En aquel lugar todo el mundo parecía tener una historia a sus espaldas. Nadie era «virgen». Todo el mundo llegaba huyendo de algo y buscando lo contrario. El espíritu de la gente y el ambiente eran alegres y desenfadados. La isla y el océano facilitaban esa pureza existencial. Los cuadros de escenas marinas, atardeceres y olas colgaban de las paredes de las casas y de los bares. También las conchas, las rocas, las hamacas, los restos que traía el mar, las tablas de surf, las pegatinas, las banderas que marcaban la dirección del viento, las furgonetas, los perros sueltos, la gente descalza con el pelo quemado por el sol, peinado con rastas, las camisas abiertas, las sonrisas limpias, los cuerpos bronceados, las chicas alegres, las barbacoas, los planes de viaje… Estaba en Babel. El ideal que perseguía este tipo de gente era viajar a otros lugares, como Indonesia, Bali, Filipinas, Sudáfrica, Australia, y surfear todo tipo de olas, ver todo tipo de playas, de arrecifes, de peces, de selvas; probar todo tipo de cervezas, idiomas, motos, cocos; conocer a otros viajeros; encontrar a lugareños con los que reír, curiosidades que observar, peligros que afrontar, tomar fotos, encontrar olas que recordar.

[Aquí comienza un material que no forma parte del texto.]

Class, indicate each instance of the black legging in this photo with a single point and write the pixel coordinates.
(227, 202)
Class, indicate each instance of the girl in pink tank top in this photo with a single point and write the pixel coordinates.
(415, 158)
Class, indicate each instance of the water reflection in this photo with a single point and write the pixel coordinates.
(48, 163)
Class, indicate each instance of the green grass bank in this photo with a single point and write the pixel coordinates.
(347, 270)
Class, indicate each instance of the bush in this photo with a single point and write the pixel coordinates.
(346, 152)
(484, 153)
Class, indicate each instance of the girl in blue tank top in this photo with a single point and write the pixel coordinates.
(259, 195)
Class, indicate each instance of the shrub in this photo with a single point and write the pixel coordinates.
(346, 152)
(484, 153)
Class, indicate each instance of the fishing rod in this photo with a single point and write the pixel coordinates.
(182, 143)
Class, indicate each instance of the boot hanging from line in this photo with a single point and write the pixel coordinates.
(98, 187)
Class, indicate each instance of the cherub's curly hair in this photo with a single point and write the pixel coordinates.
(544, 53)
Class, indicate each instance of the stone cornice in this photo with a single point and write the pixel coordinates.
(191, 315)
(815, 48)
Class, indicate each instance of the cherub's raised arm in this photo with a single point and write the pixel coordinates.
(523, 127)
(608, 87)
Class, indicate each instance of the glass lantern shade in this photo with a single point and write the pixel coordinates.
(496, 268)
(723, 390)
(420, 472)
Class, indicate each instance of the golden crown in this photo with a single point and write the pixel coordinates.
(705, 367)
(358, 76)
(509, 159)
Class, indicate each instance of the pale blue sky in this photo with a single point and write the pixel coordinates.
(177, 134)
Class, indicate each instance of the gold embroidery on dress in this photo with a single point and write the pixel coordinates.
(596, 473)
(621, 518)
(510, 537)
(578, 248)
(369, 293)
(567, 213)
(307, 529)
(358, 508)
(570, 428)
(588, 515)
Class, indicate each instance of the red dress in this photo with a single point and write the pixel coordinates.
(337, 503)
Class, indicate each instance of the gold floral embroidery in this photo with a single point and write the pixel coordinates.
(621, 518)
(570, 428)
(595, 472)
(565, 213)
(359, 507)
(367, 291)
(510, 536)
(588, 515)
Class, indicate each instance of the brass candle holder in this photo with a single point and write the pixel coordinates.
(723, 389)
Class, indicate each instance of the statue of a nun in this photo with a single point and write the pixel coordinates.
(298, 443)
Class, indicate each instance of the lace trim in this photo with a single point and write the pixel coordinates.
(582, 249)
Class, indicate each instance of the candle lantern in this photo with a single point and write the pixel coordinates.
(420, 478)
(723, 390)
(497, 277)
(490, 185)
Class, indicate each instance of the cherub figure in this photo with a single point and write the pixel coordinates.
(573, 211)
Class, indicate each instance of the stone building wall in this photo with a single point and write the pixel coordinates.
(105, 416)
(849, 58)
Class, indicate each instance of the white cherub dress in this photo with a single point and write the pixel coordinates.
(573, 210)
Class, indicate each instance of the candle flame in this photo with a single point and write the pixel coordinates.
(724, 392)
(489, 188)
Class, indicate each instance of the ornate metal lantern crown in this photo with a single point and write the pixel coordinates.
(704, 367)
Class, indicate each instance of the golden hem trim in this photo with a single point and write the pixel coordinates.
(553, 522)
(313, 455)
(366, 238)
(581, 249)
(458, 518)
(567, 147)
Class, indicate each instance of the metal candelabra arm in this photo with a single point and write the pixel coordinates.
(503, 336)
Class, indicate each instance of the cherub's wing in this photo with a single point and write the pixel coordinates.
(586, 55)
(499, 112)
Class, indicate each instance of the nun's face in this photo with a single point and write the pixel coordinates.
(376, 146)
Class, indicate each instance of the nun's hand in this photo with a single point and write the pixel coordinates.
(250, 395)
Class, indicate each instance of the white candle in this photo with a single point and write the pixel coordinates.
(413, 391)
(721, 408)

Porque cada ola es única, como las personas, con una forma diferente, una altura, un grosor, una energía, un ímpetu, una actitud, una forma de moverse, de avanzar, de desmoronarse, de proyectarse, de morir, de crecer, de romperse, de avisar; una ola a la que temer, recordar, evitar, una forma de improvisar, ¡una forma de ser!

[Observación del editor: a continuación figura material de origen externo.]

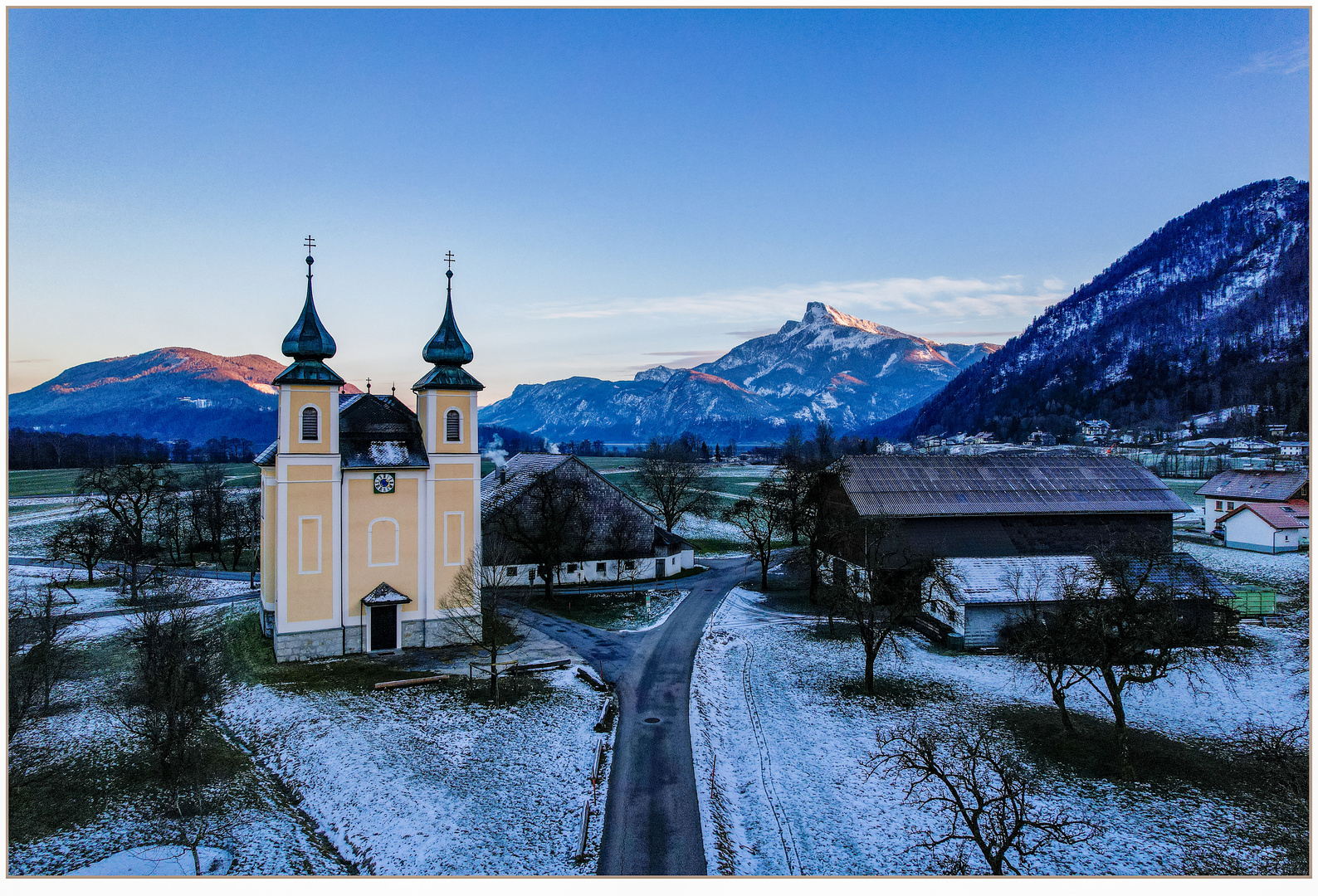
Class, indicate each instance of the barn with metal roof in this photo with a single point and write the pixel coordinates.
(1018, 504)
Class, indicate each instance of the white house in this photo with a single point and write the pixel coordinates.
(1228, 490)
(1267, 528)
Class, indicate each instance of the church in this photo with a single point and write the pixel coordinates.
(368, 509)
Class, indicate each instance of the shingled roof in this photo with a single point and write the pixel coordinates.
(1255, 485)
(1004, 484)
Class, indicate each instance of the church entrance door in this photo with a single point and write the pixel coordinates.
(383, 627)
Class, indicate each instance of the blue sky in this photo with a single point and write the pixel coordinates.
(621, 187)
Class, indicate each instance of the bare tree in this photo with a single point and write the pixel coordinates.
(758, 522)
(484, 584)
(549, 523)
(85, 539)
(177, 680)
(668, 479)
(891, 587)
(131, 494)
(1042, 640)
(981, 792)
(40, 646)
(1136, 618)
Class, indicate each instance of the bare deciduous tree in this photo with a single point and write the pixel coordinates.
(889, 589)
(668, 479)
(177, 680)
(484, 584)
(83, 539)
(131, 494)
(758, 522)
(982, 793)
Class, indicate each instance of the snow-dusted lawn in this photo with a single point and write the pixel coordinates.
(778, 708)
(264, 835)
(423, 782)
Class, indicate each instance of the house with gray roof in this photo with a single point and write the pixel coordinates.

El surf es un ritual de inmersión en lo mejor que tenemos. Autenticidad con tus emociones, entusiasmo al descubrirte en la naturaleza, contacto con tus temores y anarquía vital. Las olas son seres únicos e irrepetibles, no hay dos iguales, como las percepciones del mundo, todo depende del ojo del observador. Las emociones, al afrontar el reto de meterse en el todo poderoso océano, son tan intensas como el respeto que infunde. Un guiño desde las profundidades, un sueño que afrontar con todas sus consecuencias. El mayor riesgo en el surf es acabar perdiendo el interés por todo lo demás, que no haya nada más importante, que el mundo que lo rodea se reduzca a un decorado que enmarca ese acto divino. Surfear para experimentarte. Experimentarte para descubrir que la vida es una playa, un trozo de incertidumbre líquida.

Yo no era consciente entonces de que todos los acontecimientos y personajes que iba encontrando en la isla formarían parte directa o indirectamente del camino que me abocaría hacia la mayor encrucijada de mi vida.